- Born: Darryl Wilson November 4, 1983 (age 42) Grimsby, Ontario, Canada
- Known for: sculptor, photographer

= Harley Valentine =

Canadian contemporary artist

Harley Valentine (born November 4, 1983) is a contemporary Canadian artist based in Toronto, Ontario. Valentine is best known for his metal-plate biomorphic sculptures that build on the formalism of mid-century American sculptors, such as Alexander Calder, and John McCraken. His sculptures have been internationally recognized. and commissioned by the federal government of Canada. He is currently completing a major sculpture commission The Dream Ballet, for the Sony Centre for the Performing Arts Plaza, in front of Daniel Libeskind’s L Tower residence building in Toronto, Ontario.

Important sculpture works include:

- Persephone
- Blue Bird
- The Dove
- Dream Ballet

In 2014, alongside architect David Binder, Valentine unveiled "The 30 Carabob Quartet", which was the first outdoor sculpture park in Scarborough, Toronto, Ontario. The four sculptures of the series came from Valentine's first large scale sculpture series The Barbarians. That series was first exhibited at The Campbell House museum in 2013.

Aside from sculpture, he sparked his early career with photographic collages of iconic urban topographies, such as Parisian landmarks and American Architecture.

== Style ==

Valentine often invites the role of performance, film and photography in the creation and presentation of his works, as seen in his 2014 short video project, "The Dance of The Dove", featuring a stop motion collage of a Canadian ballerina dancing around Valentine "Dove" sculpture.

Valentine employs 3D modelling and printing in the creation of his monumental works.
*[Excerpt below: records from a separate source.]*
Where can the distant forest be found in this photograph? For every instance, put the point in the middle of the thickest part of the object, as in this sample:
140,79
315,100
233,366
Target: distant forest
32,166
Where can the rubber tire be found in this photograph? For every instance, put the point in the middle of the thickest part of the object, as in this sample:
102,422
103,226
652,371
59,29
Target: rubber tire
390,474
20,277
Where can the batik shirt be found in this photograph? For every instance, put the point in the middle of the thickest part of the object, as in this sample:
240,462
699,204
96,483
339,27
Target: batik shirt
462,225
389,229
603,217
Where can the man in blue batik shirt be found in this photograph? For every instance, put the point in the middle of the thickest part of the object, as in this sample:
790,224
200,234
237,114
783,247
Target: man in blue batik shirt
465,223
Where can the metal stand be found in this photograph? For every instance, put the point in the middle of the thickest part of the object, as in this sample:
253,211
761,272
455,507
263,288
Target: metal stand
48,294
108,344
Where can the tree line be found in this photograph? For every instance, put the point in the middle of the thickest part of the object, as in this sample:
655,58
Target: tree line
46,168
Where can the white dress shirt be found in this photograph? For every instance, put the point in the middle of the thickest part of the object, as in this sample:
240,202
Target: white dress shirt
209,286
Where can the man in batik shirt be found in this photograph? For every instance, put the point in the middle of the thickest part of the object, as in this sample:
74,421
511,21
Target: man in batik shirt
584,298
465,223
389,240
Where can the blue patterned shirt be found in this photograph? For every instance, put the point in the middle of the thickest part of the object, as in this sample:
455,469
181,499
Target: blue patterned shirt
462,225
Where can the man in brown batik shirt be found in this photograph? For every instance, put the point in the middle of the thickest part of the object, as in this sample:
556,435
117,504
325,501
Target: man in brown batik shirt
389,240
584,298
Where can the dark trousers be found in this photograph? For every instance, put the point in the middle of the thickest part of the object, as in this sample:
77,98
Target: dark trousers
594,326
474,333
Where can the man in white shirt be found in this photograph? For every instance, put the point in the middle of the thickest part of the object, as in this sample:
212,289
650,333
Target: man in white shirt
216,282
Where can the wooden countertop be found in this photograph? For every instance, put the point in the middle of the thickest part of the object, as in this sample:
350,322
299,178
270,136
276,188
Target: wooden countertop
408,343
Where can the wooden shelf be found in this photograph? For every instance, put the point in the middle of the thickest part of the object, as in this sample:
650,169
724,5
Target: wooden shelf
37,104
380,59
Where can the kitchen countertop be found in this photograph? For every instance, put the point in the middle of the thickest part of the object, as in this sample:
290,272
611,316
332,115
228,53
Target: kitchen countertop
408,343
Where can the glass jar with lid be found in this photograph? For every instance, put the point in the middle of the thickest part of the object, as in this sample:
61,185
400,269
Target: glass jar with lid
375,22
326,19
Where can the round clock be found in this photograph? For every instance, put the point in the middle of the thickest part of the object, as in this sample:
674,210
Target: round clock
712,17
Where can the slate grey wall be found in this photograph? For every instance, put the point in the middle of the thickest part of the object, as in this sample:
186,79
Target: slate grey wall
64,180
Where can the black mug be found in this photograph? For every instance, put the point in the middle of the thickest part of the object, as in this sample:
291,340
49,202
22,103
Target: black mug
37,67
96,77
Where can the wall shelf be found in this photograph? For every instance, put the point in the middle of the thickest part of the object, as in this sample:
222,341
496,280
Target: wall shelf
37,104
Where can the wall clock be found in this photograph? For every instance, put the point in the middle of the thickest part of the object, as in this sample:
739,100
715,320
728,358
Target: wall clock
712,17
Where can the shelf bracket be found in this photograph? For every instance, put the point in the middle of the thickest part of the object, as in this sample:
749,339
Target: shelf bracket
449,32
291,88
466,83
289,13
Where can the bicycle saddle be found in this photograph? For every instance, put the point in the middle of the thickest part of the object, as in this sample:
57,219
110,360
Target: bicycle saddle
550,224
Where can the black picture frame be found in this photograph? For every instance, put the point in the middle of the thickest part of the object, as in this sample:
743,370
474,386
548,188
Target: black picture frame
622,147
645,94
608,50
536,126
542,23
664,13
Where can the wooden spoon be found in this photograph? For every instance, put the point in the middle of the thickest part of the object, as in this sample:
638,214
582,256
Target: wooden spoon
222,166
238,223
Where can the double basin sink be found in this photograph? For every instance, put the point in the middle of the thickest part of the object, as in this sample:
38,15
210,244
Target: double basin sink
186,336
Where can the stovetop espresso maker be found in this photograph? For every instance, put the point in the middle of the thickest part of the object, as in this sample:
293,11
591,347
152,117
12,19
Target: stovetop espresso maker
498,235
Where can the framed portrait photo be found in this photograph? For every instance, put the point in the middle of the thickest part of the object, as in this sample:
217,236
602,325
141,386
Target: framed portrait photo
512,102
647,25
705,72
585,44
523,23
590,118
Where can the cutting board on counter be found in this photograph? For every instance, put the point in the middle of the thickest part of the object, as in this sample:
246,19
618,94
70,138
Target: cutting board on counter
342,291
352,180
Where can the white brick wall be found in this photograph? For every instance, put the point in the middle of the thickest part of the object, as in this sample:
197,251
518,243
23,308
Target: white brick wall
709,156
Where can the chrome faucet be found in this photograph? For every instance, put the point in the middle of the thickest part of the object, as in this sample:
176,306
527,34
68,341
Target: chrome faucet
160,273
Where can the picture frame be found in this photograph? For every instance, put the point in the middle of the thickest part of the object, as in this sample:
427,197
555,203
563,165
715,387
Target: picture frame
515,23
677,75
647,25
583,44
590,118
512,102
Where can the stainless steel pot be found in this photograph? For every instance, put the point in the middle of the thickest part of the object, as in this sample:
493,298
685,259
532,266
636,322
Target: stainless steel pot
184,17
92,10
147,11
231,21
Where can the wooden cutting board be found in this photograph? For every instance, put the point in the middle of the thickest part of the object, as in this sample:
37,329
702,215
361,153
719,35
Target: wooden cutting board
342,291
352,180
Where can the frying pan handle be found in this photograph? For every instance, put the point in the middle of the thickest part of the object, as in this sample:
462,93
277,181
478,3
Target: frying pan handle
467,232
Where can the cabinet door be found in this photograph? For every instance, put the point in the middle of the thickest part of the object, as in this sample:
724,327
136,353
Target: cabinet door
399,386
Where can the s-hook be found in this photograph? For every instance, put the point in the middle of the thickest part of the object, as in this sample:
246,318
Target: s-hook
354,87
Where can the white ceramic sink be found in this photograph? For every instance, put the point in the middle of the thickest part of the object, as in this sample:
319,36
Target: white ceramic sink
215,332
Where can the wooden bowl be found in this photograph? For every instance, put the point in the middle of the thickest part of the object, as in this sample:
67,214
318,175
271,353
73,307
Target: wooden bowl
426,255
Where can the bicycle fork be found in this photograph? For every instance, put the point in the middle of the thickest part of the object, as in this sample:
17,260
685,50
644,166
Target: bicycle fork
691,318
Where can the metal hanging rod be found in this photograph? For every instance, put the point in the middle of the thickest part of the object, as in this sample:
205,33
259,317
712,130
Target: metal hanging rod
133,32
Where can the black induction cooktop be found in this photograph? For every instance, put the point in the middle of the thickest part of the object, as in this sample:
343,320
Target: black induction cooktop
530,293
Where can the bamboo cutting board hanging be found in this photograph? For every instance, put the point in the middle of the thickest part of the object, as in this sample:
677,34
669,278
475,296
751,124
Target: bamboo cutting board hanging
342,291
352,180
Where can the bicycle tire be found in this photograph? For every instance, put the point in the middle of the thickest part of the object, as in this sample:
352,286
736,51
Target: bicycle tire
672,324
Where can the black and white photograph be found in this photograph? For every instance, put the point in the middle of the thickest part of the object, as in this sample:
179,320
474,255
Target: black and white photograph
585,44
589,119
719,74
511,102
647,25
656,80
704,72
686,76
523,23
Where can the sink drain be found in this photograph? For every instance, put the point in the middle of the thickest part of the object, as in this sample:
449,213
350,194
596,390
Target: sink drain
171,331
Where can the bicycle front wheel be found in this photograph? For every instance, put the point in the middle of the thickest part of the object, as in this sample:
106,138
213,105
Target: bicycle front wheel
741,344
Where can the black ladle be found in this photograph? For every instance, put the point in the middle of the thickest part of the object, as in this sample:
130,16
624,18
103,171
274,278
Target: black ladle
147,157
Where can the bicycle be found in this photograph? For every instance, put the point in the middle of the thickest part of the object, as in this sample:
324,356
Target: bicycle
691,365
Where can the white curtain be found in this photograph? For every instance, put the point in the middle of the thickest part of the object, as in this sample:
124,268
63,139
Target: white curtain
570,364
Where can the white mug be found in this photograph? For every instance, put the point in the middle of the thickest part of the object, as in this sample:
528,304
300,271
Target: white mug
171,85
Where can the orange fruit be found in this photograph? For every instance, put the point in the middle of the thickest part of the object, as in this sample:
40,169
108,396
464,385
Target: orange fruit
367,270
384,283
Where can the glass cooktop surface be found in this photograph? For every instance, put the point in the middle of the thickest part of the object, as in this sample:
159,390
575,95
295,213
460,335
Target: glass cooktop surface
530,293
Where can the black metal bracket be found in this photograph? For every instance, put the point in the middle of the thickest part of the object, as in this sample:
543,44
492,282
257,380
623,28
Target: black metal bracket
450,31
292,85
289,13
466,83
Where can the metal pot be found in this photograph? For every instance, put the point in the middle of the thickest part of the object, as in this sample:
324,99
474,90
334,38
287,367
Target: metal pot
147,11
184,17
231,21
He uses the Makerbot z18 to make these 3D printed maquettes, which Valenitne has said he considers as artworks themselves, staging the prototype prints next to full scale works in exhibition. This style of working from model to monument is profiled in the video From Model to Monument.

His sculptures and photo-sculptural works focus on the theme of collapse and the rebirth of civilizations, while questioning the constructs of a glorious, unattainable past.

== Inspiration ==

In a national newspaper interview profiling Valentine when he was named among Canada's "Worthy 30", the artist said he takes his inspiration every morning from a Picasso lithograph, his most prized possession. "It’s my golden chalice. I drink from its creativity every morning." He has said that two seminal ancient sculptures, The Diskobolus of Myron and Lacoön and His Son, serve as his ongoing "spiritual navigators." Canadian painter, and co-Toronto citizen, Charles Pachter also inspired and influenced Valentine's work.

==Selected works==
=== Parisian Mirrored Gateways ===

Gateways is a luxurious, experimental series of digital photo-sculptural work, deconstructing iconic Paris landscapes on large-scale mirrors. The project dealt with the illusions of a Parisian promised land, every artist's and hopeless romantic's fairytale of a creative Elysium. By re-arranging, inverting, and folding in upon themselves iconic Paris landmarks, such as the Champs-Élysées and Pont Neuf, the city and its myth are dissected into its molecular building blocks. Printed on door-sized mirrors using an experimental process, Valentine challenges the viewer to reflect on their own complicity, and desires, in creating the Paris myth.

=== Sony Center/ L-Tower ===

In 2013, Valentine completed production of his first major public art installation, The Dream Ballet, which is to be unveiled at the Claude Cormier-designed Sony Centre Plaza, in front of Daniel Liebeskind's L-Tower residence. For Valentine, being awarded this commission was "nothing if not a career-defining project for an artist not yet out of his 20s."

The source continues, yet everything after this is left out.